This does not outweigh other considerations - there are plenty of packages in Debian (some complex, some not) which would be an unacceptable risk as a dependency of the dispatcher, fastboot for one. A small python utility from github can be a substantially lower risk than a larger program from Debian which has unused functionality.

Sometimes, "complex" simply means "buggy" or "badly designed"

fastboot is not actually a complex piece of code but we have learnt that it does not currently scale. This is a result of the disparity between the development model and the automation use case. Disparities like that actually equate to complexity, in terms of triage and maintenance. If fastboot was more complex at the codebase level, it may actually become a lower risk than currently.

Linaro as a whole does have a clear objective of harmonising the ecosystem

Adding yet another variant of existing support is at odds with the overall objective of the company. Many of the tools required in automation have no direct affect on the distinguishing factors for consumers. Adding another one "just because" is not a good reason to increase the risk of automation failure.

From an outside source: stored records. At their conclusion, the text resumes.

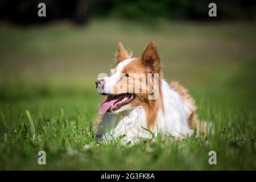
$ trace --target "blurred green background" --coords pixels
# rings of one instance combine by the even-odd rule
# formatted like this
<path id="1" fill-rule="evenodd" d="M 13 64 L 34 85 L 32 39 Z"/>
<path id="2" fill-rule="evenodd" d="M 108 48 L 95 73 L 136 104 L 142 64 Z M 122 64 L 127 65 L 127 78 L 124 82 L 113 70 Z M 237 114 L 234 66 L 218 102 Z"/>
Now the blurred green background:
<path id="1" fill-rule="evenodd" d="M 207 1 L 46 1 L 43 19 L 35 2 L 0 1 L 1 169 L 256 169 L 254 3 L 216 1 L 210 18 Z M 98 143 L 98 75 L 110 75 L 119 42 L 139 56 L 152 40 L 164 78 L 189 89 L 214 135 Z"/>

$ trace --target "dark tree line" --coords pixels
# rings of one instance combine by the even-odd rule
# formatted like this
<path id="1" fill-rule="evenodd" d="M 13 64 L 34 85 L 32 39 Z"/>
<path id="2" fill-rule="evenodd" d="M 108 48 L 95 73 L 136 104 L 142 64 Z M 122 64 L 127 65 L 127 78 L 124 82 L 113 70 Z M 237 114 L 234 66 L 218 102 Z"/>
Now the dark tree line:
<path id="1" fill-rule="evenodd" d="M 19 24 L 39 23 L 69 19 L 84 24 L 91 17 L 114 17 L 135 20 L 156 18 L 207 20 L 208 5 L 217 7 L 216 19 L 255 20 L 255 1 L 227 0 L 0 0 L 0 19 Z M 46 17 L 38 15 L 38 3 L 47 7 Z"/>

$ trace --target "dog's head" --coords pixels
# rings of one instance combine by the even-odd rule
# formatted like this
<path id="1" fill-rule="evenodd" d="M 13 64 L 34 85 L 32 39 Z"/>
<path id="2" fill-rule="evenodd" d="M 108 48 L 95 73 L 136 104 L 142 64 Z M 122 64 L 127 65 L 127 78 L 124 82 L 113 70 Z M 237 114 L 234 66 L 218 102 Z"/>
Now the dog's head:
<path id="1" fill-rule="evenodd" d="M 154 42 L 138 58 L 119 43 L 115 60 L 116 64 L 111 76 L 96 82 L 98 92 L 104 95 L 100 114 L 120 113 L 133 106 L 146 106 L 150 100 L 158 99 L 162 74 L 160 58 Z"/>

Just as with standards.

Having the code on the dispatcher impedes development of that code

Bug fixes will take longer to be applied because the fix needs to go through a distribution or other packaging process managed by the lab admins. Applying a targeted fix inside an LXC is useful for proving that the fix works.

Not all programs can work in an LXC

LAVA also provides ways to test using those programs by deploying the code onto a test device. e.g. the V2 support for fastmodels involves only deploying the fastmodel inside a LAVA Test Shell on a test device, e.g. x86 or mustang or Juno.

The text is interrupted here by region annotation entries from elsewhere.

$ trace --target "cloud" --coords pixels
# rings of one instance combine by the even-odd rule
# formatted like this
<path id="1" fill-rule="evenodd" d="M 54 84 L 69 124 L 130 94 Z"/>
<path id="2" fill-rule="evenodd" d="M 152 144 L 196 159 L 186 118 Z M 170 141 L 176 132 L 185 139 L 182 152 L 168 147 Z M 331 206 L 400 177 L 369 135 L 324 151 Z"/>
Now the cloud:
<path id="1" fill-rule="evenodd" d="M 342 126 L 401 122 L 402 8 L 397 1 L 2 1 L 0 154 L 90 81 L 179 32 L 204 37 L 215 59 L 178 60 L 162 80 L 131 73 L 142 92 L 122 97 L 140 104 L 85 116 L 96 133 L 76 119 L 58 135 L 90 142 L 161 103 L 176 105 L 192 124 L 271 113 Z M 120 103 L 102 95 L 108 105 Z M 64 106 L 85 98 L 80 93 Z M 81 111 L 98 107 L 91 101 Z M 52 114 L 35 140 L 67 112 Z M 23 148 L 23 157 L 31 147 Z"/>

Speed of running a test job in LAVA is important for CI

The goal of speed must give way to the requirement for reliability of automation

Resubmitting a test job due to a reliability failure is more harmful to the CI process than letting tests take longer to execute without such failures. Test jobs which run quickly are easier to parallelize by adding more test hardware.

Modifying software on the device

Not all parts of the software stack can be replaced automatically, typically the firmware and/or bootloader will need to be considered carefully. The boot sequence will have important effects on what kind of testing can be done automatically. Automation relies on being able to predict the behaviour of the device, interrupt that default behaviour and then execute the test. For most devices, everything which executes on the device prior to the first point at which the boot sequence can be interrupted can be considered as part of the primary boot software. None of these elements can be safely replaced or modified in automation.

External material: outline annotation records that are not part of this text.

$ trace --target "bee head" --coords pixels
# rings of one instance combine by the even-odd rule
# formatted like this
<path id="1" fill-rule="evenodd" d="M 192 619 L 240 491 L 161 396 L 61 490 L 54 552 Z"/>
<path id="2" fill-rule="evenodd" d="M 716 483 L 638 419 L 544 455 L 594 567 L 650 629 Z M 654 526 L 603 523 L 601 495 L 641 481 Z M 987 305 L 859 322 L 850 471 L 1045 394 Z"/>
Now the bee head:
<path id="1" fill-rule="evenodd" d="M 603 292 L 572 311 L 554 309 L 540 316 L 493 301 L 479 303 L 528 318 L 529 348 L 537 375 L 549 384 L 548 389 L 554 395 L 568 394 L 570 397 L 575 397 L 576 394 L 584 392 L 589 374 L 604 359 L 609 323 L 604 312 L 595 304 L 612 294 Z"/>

The objective is to deploy the device such that as much of the software stack can be replaced as possible whilst preserving the predictable behaviour of all devices of this type so that the next test job always gets a working, clean device in a known state.

Primary boot software

For many devices, this is the bootloader, e.g. U-Boot, UEFI or fastboot.

Some devices include support for a Baseboard management controller or BMC which allows the bootloader and other firmware to be updated even if the device is bricked. The BMC software itself then be considered as the primary boot software, it cannot be safely replaced.

All testing of the primary boot software will need to be done by developers using local devices. SDMux was an idea which only fitted one specific set of hardware, the problem of testing the primary boot software is a hydra. Adding customised hardware to try to sidestep the primary boot software always increases the complexity and failure rates of the devices.

It is possible to divide the pool of devices into some which only ever use known versions of the primary boot software controlled by admins and other devices which support modifying the primary boot software. However, this causes extra work when processing the results, submitting the test jobs and administering the devices.

A secondary problem here is that it is increasingly common for the methods of updating this software to be esoteric, hacky, restricted and even proprietary.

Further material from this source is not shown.